Some governmental systems are better than others at handling the human toll. Places like Western European countries with generous social safety nets means that people who lose their jobs do not lose their livelihoods. Businesses pay very high salary tax rates in order to provide a level of social stability. These schemes are designed to limit the precarious nature of capitalist employment. That combination is proving particularly prescient for a situation like today’s pandemic.

Contrast that with the high-flying and risk-taking American system. America is all about self-responsibility. Taxes are low, labor laws lax. You earn better but you have to make sure you can provide for yourself. It’s capitalism unchained.
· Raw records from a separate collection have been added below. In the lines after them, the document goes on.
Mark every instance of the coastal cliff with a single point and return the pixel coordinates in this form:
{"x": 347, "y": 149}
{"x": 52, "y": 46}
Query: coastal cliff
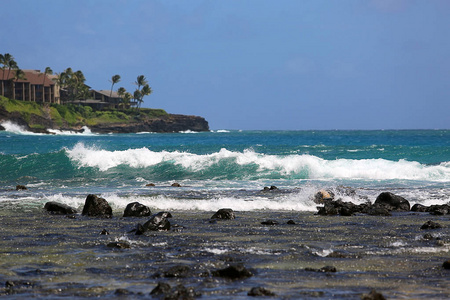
{"x": 36, "y": 118}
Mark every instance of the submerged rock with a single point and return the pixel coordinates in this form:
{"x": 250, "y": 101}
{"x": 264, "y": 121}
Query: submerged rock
{"x": 237, "y": 271}
{"x": 373, "y": 295}
{"x": 158, "y": 222}
{"x": 446, "y": 265}
{"x": 224, "y": 214}
{"x": 136, "y": 209}
{"x": 20, "y": 187}
{"x": 271, "y": 188}
{"x": 438, "y": 210}
{"x": 431, "y": 225}
{"x": 177, "y": 271}
{"x": 178, "y": 292}
{"x": 322, "y": 196}
{"x": 391, "y": 201}
{"x": 260, "y": 291}
{"x": 96, "y": 207}
{"x": 119, "y": 245}
{"x": 59, "y": 208}
{"x": 270, "y": 222}
{"x": 326, "y": 269}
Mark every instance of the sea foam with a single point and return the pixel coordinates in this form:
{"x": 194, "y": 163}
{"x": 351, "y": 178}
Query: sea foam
{"x": 301, "y": 166}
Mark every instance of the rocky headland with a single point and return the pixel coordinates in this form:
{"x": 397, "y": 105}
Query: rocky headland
{"x": 43, "y": 119}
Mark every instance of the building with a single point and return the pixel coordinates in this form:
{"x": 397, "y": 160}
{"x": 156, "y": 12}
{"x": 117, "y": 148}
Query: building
{"x": 35, "y": 86}
{"x": 101, "y": 99}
Unemployment programs exist there too, but the combination of at-will contracts (your company can fire you for whatever reason whenever it wants with no compensation) and the fact that so many Americans are living paycheck to paycheck have put an incredible strain on a system that is not designed for it. Just look at these numbers:

Stimulus packages, like America’s $2 trillion dollar version, are on the way. But where will this money go and who will ultimately pay for it? Corporations who have been spending the last decade milking profits through outsourcing and reducing labor costs by using contractors to avoid calling them employees will receive billions of dollars of aide. Families will get a one-time check in the mail for about $1000.
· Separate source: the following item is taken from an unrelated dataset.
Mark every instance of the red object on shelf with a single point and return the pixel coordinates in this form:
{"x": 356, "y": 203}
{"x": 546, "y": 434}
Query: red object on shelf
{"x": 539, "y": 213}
These are the same corporations who use the country’s top tax firms in order to pay as little tax to the government as possible. Do you think that they will be the ones who will shoulder up and assume the burden of repaying the stimulus? No, that responsibility will fall on tax payers, the very same ones who corporations shed like dead weight as soon as things started to get bad.

And as soon as desperation sets in, the corporations will gain again. After two months of being broke people will have little choice but to accept whatever work is available. Corporations will hire back workforces and pay them less than they did before, ostensibly claiming that it’s “the best they can do.”
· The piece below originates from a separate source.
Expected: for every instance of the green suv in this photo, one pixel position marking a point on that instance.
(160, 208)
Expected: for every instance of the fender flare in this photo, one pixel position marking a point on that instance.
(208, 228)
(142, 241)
Let’s not forget debt. Borrowing is already a problem whether it’s credit cards or student loans. It is a burden even in the best of times. People will still have to service many of those debts as they lose their jobs. In many cases they will have to borrow more in order to make ends meet until the situation improves. Couple the coming increase in personal debt and the trillions of dollars that we will have to plug in the coming years – most likely at the expense of bulking up the very social programs that should have been in place to prevent a catastrophe like this from happening – and it becomes clear that the coronavirus has exposed the ugly reality of American capitalism. One where very few rake in fabulous wealth while so many others pick up the scraps.

White collar workers work remotely on their computers and collect their full paychecks while the replaceable “essential” workers find themselves out of a job. Small businesses will go under, people will have to sell property, and who will swoop in? Those who already have wealth. Buyers will run the show. The coronavirus is accelerating the concentration of wealth from the many to the few.

But even white collar workers shouldn’t be complacent. Many are over-leveraged and rely on cash flow to keep their books balanced. Coronavirus doesn’t care how much money you make. If many big companies fall, there will be a lot of high earners who find themselves on hard times too. Consultants are particularly vulnerable since they tend to get axed before salaried employees. It all depends on how long this lasts.

One thing that the two working classes have in common is that in America healthcare coverage comes primarily through your employer. While I’m sure that whoever came up with this idea thought that it was a brilliant alternative to a public system that so many on the right oppose, it was always absurd (why should a restaurant owner have to be versed in healthcare policies? She should be focusing on her business and her food.) Having healthcare limits the employee mobility that so many in America tout as a legitimate reasons to have no employment protection because people hesitate to change jobs if they are unsure about future coverage. But coronavirus has shown just how dangerous this approach is. When a health crisis hits the entire nation the economy has no choice but to partially shut down, as we are seeing. That means that people lose the very jobs that are supposed to provide the coverage for the care they need to fight the health crisis in the first place.

If America chooses to do nothing in the face of the pandemic, that is to say implementing no livable federal minimum wage, no tax raises on corporations, no debt forgiveness, no public healthcare programs, and no shift in employment protection, the coronavirus will have handed yet another victory to the 1% while leaving lasting symptoms for the working class to live with. Some of which might prove fatal.

Coronavirus is a wake up call. Now America must get out of bed.